Der Beschluss zeigt, dass die Bestimmungen des BetrVG nicht auf moderne, komplexe Matrixstrukturen in Konzernen passen. Trotzdem überzeugt die Rechtsanwendung des LAG. Denn das Mitbestimmungsrecht des Betriebsrats gem. § 99 BetrVG soll bei Einstellungen kollidierende Individualinteressen innerhalb der Arbeitnehmerschaft eines Betriebs ausgleichen. Die Übertragung von Weisungsrechten an Unternehmensfremde führt zu einer betrieblichen Eingliederung und damit zu einer mitbestimmungspflichtigen Einstellung i. S. d. BetrVG.

Auf dieses Verständnis sollten sich Unternehmen einstellen, da man selbst durch vorausschauende Vertragsgestaltung die Eingliederung in den Betrieb und damit das Mitbestimmungsrecht nicht rechtssicher vermeiden kann.

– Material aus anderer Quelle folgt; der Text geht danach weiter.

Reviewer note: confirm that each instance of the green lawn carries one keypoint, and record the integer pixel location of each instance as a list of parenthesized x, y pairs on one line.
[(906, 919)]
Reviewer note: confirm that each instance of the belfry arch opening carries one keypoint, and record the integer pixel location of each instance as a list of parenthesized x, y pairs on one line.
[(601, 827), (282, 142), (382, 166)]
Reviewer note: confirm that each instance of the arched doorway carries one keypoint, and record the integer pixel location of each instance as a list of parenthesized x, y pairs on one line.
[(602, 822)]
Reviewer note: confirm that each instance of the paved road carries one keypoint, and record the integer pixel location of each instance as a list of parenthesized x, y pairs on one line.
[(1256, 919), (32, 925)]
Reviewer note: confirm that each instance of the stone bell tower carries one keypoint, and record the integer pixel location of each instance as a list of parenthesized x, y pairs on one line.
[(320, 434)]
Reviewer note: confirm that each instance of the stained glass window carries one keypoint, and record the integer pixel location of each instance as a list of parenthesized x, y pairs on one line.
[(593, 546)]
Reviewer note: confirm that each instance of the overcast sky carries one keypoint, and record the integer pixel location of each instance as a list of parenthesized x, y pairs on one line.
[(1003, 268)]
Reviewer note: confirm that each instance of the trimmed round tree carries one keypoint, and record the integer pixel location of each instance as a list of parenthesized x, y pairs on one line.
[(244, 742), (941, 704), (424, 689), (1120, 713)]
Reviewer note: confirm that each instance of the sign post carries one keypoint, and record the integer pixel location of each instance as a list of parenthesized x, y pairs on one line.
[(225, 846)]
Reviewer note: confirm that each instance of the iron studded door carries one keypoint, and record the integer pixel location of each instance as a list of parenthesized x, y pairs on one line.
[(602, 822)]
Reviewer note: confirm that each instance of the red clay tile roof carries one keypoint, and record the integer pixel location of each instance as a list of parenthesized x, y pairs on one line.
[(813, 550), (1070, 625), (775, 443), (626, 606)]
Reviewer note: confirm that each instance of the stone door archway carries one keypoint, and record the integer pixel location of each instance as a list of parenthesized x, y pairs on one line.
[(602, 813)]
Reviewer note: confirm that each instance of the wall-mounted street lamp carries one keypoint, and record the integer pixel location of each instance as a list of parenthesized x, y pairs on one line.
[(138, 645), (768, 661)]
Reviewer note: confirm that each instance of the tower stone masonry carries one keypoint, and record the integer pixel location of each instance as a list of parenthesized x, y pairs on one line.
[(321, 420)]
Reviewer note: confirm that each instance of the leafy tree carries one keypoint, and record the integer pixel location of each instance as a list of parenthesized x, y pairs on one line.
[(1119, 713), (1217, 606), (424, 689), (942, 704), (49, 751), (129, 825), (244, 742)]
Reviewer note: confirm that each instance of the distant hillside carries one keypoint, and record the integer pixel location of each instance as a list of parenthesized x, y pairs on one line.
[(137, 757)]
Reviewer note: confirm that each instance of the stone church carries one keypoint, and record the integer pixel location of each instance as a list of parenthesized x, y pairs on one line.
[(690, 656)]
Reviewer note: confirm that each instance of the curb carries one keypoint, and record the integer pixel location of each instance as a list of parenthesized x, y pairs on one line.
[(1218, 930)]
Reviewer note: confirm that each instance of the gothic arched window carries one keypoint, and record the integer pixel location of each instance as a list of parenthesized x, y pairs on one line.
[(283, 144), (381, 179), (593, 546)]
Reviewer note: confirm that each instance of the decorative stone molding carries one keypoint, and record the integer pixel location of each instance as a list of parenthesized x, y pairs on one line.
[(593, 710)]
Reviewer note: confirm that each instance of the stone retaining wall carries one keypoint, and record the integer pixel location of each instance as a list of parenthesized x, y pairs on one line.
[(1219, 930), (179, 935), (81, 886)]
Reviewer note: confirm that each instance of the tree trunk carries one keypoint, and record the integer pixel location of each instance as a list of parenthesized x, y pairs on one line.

Zudem ist die Verweigerung der Zustimmung des Betriebsrats zur Einstellung ein scharfes Schwert. Für den Arbeitgeber kann sich dann eine unangenehme Situation ergeben, da der eingestellte Mitarbeiter im Betrieb nicht beschäftigt werden darf und das Unternehmen i. d. R. schnell mit dem Gremium einen Kompromiss finden muss, der häufig mit Zugeständnissen erkauft wird.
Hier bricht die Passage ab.